While other boys were writing clumsy notes or making grand gestures, Vikram was the steady presence. He was the one who walked her home after evening tuition, staying exactly half a step behind so he could watch the way her ponytail swayed. He was the one who remembered her birthday was on a Tuesday and brought her a single, specific chocolate bar because she'd mentioned wanting it three months prior.

He wanted to tell her. He had a hundred opportunities. The most poignant one was the night before he left for university. They sat on the cool stone steps of the local temple, the air quiet and heavy with the scent of incense and old stone. The stars were sharp above them, and for the first time in years, they were both silent.

"You're going to forget me once you're a big-shot engineer in the city," she had teased, bumping her shoulder against his. It was a light comment, but her voice had a small, fragile tremor he hadn't heard before.

The words were on the tip of his tongue, pressing against his teeth: I couldn't forget you if I tried. You're the reason I worked so hard to get into that university.
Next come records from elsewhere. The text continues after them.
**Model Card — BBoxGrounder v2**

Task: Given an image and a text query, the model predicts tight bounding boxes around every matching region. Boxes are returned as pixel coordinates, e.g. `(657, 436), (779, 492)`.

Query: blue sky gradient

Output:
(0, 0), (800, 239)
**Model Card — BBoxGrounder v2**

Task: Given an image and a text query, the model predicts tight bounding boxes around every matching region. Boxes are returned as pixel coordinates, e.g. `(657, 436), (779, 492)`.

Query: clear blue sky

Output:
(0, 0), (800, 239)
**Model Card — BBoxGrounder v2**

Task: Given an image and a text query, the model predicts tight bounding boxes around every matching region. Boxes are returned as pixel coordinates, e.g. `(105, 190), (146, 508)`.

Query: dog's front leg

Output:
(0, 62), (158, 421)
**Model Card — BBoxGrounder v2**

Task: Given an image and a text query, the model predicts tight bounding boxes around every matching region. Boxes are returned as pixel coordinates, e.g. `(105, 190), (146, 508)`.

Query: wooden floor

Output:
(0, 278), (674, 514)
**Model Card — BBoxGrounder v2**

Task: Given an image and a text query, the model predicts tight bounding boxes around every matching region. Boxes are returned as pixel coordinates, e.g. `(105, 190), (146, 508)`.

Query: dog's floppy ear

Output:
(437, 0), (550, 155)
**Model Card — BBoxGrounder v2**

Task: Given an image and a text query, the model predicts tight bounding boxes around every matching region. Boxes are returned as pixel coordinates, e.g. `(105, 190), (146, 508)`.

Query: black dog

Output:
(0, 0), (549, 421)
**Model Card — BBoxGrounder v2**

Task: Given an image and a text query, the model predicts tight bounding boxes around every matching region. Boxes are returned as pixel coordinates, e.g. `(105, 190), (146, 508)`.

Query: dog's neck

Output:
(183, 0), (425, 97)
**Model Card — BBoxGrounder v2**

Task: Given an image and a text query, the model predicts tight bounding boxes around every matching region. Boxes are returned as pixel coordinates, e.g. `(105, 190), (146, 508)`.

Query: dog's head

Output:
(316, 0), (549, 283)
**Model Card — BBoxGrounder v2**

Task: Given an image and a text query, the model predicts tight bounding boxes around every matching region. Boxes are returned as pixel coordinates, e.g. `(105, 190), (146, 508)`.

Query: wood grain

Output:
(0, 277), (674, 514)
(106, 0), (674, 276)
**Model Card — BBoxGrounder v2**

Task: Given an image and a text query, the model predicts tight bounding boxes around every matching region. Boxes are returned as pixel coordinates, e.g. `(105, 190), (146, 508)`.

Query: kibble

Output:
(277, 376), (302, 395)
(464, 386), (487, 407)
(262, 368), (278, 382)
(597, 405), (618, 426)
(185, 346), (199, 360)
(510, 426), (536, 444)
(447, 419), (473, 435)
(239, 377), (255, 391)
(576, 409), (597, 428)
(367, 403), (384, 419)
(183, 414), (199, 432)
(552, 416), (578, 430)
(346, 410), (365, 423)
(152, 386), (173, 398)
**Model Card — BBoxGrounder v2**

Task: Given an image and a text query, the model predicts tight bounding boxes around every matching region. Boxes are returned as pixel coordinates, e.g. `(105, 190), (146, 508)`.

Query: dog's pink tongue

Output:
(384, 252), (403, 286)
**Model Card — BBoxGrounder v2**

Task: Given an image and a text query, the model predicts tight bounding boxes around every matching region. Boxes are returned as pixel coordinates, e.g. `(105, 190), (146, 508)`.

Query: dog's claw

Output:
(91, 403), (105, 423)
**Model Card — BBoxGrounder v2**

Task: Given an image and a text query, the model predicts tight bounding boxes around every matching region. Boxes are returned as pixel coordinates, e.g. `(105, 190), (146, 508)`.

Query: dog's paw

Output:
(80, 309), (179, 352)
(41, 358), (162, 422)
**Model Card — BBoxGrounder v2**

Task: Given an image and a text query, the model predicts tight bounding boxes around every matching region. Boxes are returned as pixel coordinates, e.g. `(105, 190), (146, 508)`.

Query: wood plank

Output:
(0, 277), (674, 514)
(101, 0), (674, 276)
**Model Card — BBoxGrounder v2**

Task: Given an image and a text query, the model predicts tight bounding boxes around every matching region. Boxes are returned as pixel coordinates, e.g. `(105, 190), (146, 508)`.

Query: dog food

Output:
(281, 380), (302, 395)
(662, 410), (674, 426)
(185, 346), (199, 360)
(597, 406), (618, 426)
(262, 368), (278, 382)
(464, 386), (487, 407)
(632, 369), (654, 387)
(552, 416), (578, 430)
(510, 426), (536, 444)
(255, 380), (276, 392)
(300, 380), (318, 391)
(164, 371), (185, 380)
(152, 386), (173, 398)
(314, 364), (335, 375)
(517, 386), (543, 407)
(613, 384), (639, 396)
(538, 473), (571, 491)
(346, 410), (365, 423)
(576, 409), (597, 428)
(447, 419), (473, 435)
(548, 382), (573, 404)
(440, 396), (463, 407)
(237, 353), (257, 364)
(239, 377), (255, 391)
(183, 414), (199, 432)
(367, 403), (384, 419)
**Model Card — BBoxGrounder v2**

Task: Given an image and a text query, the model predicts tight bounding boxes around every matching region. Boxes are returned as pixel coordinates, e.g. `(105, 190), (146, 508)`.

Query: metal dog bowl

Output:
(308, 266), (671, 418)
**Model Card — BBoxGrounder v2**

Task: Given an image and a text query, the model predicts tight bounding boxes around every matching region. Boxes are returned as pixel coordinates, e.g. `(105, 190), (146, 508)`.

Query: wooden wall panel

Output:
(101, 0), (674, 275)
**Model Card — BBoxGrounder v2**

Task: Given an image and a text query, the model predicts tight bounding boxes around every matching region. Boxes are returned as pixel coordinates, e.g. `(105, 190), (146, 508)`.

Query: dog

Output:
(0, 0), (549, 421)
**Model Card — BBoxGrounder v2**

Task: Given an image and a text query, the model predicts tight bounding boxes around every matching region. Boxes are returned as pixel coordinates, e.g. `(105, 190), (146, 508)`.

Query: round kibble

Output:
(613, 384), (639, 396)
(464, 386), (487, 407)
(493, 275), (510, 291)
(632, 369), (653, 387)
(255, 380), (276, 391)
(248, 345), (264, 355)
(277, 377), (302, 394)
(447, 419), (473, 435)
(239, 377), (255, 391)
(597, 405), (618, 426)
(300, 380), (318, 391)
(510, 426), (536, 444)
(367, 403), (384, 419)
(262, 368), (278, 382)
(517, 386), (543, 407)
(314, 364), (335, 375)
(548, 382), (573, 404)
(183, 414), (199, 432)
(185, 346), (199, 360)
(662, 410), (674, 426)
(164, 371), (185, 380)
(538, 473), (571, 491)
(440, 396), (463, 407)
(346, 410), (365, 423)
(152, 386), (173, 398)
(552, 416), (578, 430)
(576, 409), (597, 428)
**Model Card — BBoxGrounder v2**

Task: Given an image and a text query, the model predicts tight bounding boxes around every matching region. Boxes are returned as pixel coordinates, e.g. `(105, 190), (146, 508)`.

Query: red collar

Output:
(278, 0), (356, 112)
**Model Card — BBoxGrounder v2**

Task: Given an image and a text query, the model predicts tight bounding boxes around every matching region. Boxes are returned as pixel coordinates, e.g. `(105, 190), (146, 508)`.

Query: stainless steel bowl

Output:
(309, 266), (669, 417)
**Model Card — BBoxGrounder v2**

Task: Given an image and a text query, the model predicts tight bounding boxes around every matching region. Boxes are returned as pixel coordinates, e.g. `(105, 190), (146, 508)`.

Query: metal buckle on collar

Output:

You're the reason I'm even coming back.

But he looked at her—sitting there so carefree, so trusting of the "friendship" they had built—and he froze. He looked at the temple where their fathers went every Sunday morning. He thought of the shared dinners, the joint vacations, the decades of interconnected lives. He was terrified that if he spoke, if he reached out and tried to claim more than he had been given, the easy, beautiful bridge between their families would crumble.

He chose the cowardice of silence. He chose to protect the friendship, burying the love under layers of polite check-ins, "congratulations" texts on her achievements, and long-distance calls that never quite touched the heart of the matter.